At that moment, we could have perhaps, prevented the global economic depression that would come in the 1920s — and the global war (WWII) that followed — had we not allowed domestic partisan political squabbling to thwart our participation in the League of Nations (formed in the shadow of The Great War).
Though we often overlook the significance of WWI, it framed the entirety of the 20th Century: it taught young Americans lessons that forged the future. Too often we forget these lessons, but we are duty-bound to hold them close.
WWI was an industrialized war on a massive scale; it created a “war market” economy that perpetuated stalemated conflict that devastated Europe; it sent millions of US troops, of all races and creeds, to Europe to see a world beyond ours; it strengthened alliances, and reshaped the Middle East; it was the first time our country saw the impact of our economic, military, and political might — and it scared us.

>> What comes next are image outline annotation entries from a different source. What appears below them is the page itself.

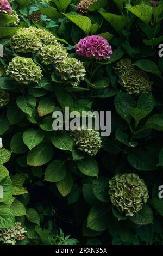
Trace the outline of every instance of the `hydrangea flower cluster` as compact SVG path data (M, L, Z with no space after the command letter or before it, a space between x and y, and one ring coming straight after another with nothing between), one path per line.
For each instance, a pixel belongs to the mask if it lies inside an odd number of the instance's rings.
M138 212L149 197L143 180L134 173L117 174L109 184L111 202L127 216Z
M77 6L76 10L82 14L87 14L88 8L97 0L81 0Z
M9 101L9 94L3 89L0 89L0 108L6 105Z
M22 240L26 238L24 233L27 231L21 226L20 222L16 222L12 228L0 229L0 241L4 244L15 245L16 240Z
M66 48L56 42L55 45L46 45L39 52L38 56L45 65L57 63L67 57Z
M130 59L120 60L115 70L119 75L119 83L129 94L140 94L152 90L153 82L145 72L135 69Z
M95 130L77 130L72 132L78 149L91 156L96 155L101 148L99 133Z
M108 41L99 35L90 35L80 39L75 48L78 55L99 60L110 59L112 54Z
M24 84L37 83L42 77L42 70L32 59L15 57L9 63L6 74L11 78Z
M7 0L0 0L0 13L8 13L12 8Z
M56 73L61 80L68 82L73 86L79 84L83 80L86 70L83 64L73 58L65 58L56 64Z

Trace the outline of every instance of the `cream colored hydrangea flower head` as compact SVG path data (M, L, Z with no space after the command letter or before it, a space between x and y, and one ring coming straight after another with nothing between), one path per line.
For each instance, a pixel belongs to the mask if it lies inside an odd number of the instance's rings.
M95 130L79 130L72 132L78 149L91 156L96 155L102 147L99 133Z
M0 108L6 105L9 101L9 94L3 89L0 89Z
M65 58L56 65L56 73L61 79L77 86L84 80L86 70L80 60L73 58Z
M119 75L119 83L129 94L139 95L152 90L153 82L148 75L142 70L135 69L130 59L121 59L115 70Z
M11 46L16 52L39 52L44 45L55 44L55 37L45 29L34 27L18 29L13 35Z
M11 78L24 84L38 83L42 76L41 68L32 59L18 56L9 63L6 74Z
M109 184L111 202L127 216L137 214L149 197L143 180L134 173L117 174Z
M58 42L44 46L38 54L40 59L45 65L57 63L66 58L67 55L66 48Z
M12 228L0 229L0 241L4 244L15 245L17 241L26 238L24 233L26 232L25 228L23 228L20 222L16 222Z

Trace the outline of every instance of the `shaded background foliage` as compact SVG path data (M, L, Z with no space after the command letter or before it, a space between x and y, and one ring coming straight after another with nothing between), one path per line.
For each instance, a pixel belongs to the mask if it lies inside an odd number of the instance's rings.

We must not allow history to repeat, not this time. We must not allow the egos of a few to set us upon the wrong course. We must not allow our internal domestic politics to justify the unjustifiable, we must not retreat from our shared responsibilities in securing a global framework of international alliances, networks, and partnerships.
The price in blood and treasure is far to dear to allow ourselves to pull back from the ramparts — we built the interdependence between ourselves and European powers purposefully: to make peace economically, as well as morally, the rational choice. We must not allow historical revisionism (or willful ignorance) to win.
The world is struggling today: we shall either sustain a world built upon international democratic institutions, or the totalitarians shall return — there is no other alternative, and this Veterans Day it is incumbent upon us all to reflect, remember, and resolve.
Reflect upon the price of our freedoms, the promise of our ideals, as well as the value of our liberties;
Remember the loved, the lost, the wounded, the families and communities who love them still, and the necessity of keeping faith with the men and women we send into Harm’s Way on our behalf;
Resolve to fulfill our duty, to fight only when necessary — to fight for what is necessary to prevent the “...worser angels of our nature” from taking us into another global catastrophe.
Today I am grateful for all who served our nation, state, and communities. I am hopeful our nation may rediscover our footing. And I am open-eyed about our emergent circumstances.
We are still a nation at war, but we risk becoming far too comfortable with it — we risk all that we are, all that we should be — when we become numb to the awfulness of war.
Let us celebrate this 100th anniversary, this very special Veterans Day, appropriately: resolved to do what we must, to stand ready to fight when necessary, but to do so with an awakening to the sacrifices required of modern war, and shared awareness of its true price.